Adverse effects of phenothiazines
Adverse effects with phenothiazines are not uncommon and the incidence varies from drug to drug. They include:
• Jaundice. This occurs with chlorpromazine and is due to blocking of the bile canaliculi in the liver. It is presumed to be an allergic effect, and recovery occurs when the drug is stopped.
• Various disorders of movement, due directly or indirectly to a dopamine-blocking action in the brain. These may occur with all neuroleptics:
Parkinsonism.
Akathisia, which is a feeling of restlessness with an inability to stand still.
Tardive dyskinesia, consisting of abnormal movements of the mouth and tongue and sometimes the upper limbs. It develops in about 20% of patients on longer-term neuroleptics. Its onset is usually delayed for a while. Control is difficult and it may not stop even if the drug is withdrawn.
All these symptoms may commence soon after starting treatment and require a reduction of the dose if possible. Akathisia may be helped by a benzodiazepine; anticholinergic drugs such as benztropine may help the dystonic reaction and parkinsonism.
• Depressed leucocyte count.
• Skin rashes, including light sensitivity and contact dermatitis when the drug is handled. A sunscreen is advised with chloropromazine.
• An α– blocking effect on the sympathetic nervous system, leading to a fall in blood pressure and faintness.
• Hypothermia in elderly patients.
• Weight gain and the development of gynaecomastia (breast development in men) and male impotence.
• Dry mouth can be troublesome.
• Sedation, which is greatest with chlorpromazine.
• Rarely, the neuroleptic malignant syndrome with hyperpyrexia, coma and muscular rigidity may develop; this requires urgent treatment.
Thioridazine is a particularly effective drug, especially for treating schizophrenia, but is associated with considerable cardiotoxicity, in particular an increased risk of ventricular arrhythmias. The Committee for the Safety of Medicines has recommended that thioridazine be prescribed only for adults suffering from schizophrenia under specialist supervision. It is contraindicated in patients with cardiovascular disease who have a history of ventricular arrhythmias, Q–T interval prolongation or reduced cytochrome P450 2D6 activity. This drug should be prescribed only when under the supervision of a specialist and even then with extreme caution. Patients should be monitored closely, especially for cardiovascular symptoms.
With the present state of knowledge, it is impossible to say which is the best drug of this group. Patients seem to vary in their response to individual drugs and trial and error seems to be the only way to decide which is the best for any particular patient.

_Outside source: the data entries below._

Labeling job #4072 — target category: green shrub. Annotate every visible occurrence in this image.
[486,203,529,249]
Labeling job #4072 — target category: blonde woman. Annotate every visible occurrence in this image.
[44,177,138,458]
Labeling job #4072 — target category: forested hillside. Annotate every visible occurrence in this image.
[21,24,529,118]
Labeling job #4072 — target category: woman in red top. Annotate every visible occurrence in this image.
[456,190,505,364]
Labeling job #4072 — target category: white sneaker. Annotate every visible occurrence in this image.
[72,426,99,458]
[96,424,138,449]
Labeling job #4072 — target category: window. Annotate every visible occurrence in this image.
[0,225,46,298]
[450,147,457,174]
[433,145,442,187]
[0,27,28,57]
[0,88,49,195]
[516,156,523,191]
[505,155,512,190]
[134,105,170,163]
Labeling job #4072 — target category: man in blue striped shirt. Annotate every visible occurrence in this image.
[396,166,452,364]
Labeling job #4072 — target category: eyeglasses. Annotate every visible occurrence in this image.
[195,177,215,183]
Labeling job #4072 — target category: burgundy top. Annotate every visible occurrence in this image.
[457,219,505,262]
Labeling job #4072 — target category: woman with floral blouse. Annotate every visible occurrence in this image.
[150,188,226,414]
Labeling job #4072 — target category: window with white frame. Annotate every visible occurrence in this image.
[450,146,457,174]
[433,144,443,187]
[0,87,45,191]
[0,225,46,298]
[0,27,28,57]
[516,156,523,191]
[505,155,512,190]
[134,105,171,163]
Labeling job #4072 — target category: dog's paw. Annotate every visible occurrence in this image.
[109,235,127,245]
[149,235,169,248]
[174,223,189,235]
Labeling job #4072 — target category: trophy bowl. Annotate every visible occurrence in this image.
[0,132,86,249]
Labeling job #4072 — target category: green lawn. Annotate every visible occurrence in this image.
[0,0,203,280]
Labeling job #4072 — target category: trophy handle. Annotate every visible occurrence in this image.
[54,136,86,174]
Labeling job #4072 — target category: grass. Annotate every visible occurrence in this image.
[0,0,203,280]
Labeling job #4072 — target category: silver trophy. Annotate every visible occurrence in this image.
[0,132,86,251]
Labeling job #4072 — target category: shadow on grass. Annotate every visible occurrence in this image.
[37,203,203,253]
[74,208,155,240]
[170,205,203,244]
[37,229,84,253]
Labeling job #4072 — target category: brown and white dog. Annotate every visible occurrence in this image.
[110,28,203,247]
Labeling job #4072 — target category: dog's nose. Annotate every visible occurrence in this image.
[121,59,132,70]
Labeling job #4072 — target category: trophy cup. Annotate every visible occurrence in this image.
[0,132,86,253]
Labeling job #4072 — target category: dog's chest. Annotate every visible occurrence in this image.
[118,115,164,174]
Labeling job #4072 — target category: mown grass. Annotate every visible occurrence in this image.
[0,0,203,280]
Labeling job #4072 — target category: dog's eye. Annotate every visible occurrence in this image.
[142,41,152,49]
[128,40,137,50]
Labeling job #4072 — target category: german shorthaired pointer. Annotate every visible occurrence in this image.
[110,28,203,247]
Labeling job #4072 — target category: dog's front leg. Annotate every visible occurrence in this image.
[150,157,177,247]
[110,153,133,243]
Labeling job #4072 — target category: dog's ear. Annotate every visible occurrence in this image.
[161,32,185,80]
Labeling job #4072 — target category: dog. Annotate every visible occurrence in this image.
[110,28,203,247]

Staff should avoid contact with chlorpromazine (i.e. crushing tablets, etc.) because of the risk of contact sensitization.
The thioxanthenes
These are rather similar to the phenothiazines. They are antipsychotic and antiemetic and are largely used in the treatment of schizophrenia. They are less sedative than the phenothiazines, but akathisia is rather common. An example is flupentixol, which is used as an injected depot preparation every 2 weeks, or daily as tablets.
The butyrophenones
This group of drugs has actions rather similar to those of the phenothiazines. They are less sedative, but are liable to produce extrapyramidal (parkinsonism-like) side-effects. Haloperidol is particularly useful in the management of manic or confused patients. Droperidol is similar but acts more rapidly.
Other neuroleptics
Pimozide is an antipsychotic drug used in the treatment of schizophrenia and manic states. It is longer-acting and less sedative than chlorpromazine. Pimozide can cause adverse effects such as dangerous cardiac arrhythmias and should not be given to those who suffer from them. An ECG should be taken before starting treatment and repeated at 6-monthly intervals for those receiving high doses.
Sulpiride has a more specific dopamine-blocking action than the other neuroleptics but with less adverse effects. However, it can still cause various disorders of movement, and is also associated with hepatitis.